How we practice social entrepreneurship
Published on 04.03.2021
Ever heard of whitewashing? Yes, it’s usually got something to do with stains and laundry, but the term is increasingly being used in a metaphorical context. It denotes institutions that invest money in order to look more [enter virtue-signalling adjective of your choice here] instead of actually doing anything tangible. Greenwashing, redwashing, bluewashing, purplewashing — by now there is a whole rainbow of expressions, but they always refer to the same principle: “Doesn’t look good? Coat it in some sugar!”
One counter movement against the whitewashing trend is social entrepreneurship, which actually seeks to employ innovative, pragmatic and long-term solutions to social problems instead of just wanting to look good in the media.
Non-profit organisations, for example, view money not as a goal, but as a means to an end. As a means to push for a meaningful, positive social change. A pinch of optimism and idealism help too, of course. The idea is this: A glass that is half full is only of use if everyone can actually drink from it (Attention: This is just a metaphor, of course — as long as we’ve still got the coronavirus going around, everyone will have to drink from their own glass!) ;)
“Our entrepreneurial goal is to empower people who have received only little empowerment on the labour market up until now”, says Salomé. The Valeriana Founder is handing out a round of strawberry strings while we philosophise about our company values together — and sharing is caring is definitely one of them. “We start with the assumption that everyone can make a valuable contribution, but that certain circumstances prevent people from reaching their full potential.” Strawberry string round number two.

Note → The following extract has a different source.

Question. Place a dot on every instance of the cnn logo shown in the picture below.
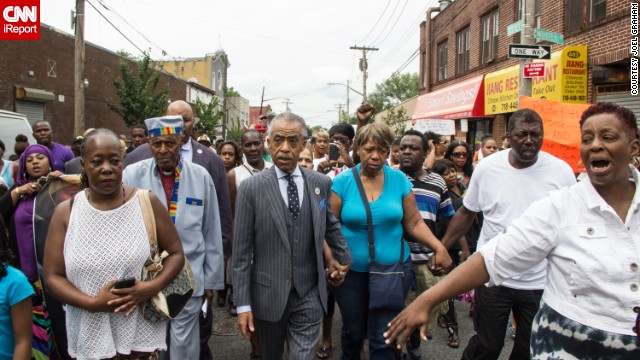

In concrete terms, it looks like this: We give women who may be first or second-generation immigrants the chance to work and thereby create a point of contact with the Swiss public on the basis of which many exciting stories and friendships have already made. We help them to overcome linguistic barriers and thus gain a foothold in society. A combination of services, technology and community work makes it possible for us to sustain our business model in the long term and to pay our employees fairly. Less profit, more progress, so to speak.
We want “Doing good — for yourself and others” to be not just a slogan — we want to practice what we preach. And since you probably want this as well, we really do believe that it is possible. And on that note, we raise our half-full glass to you! Cheers!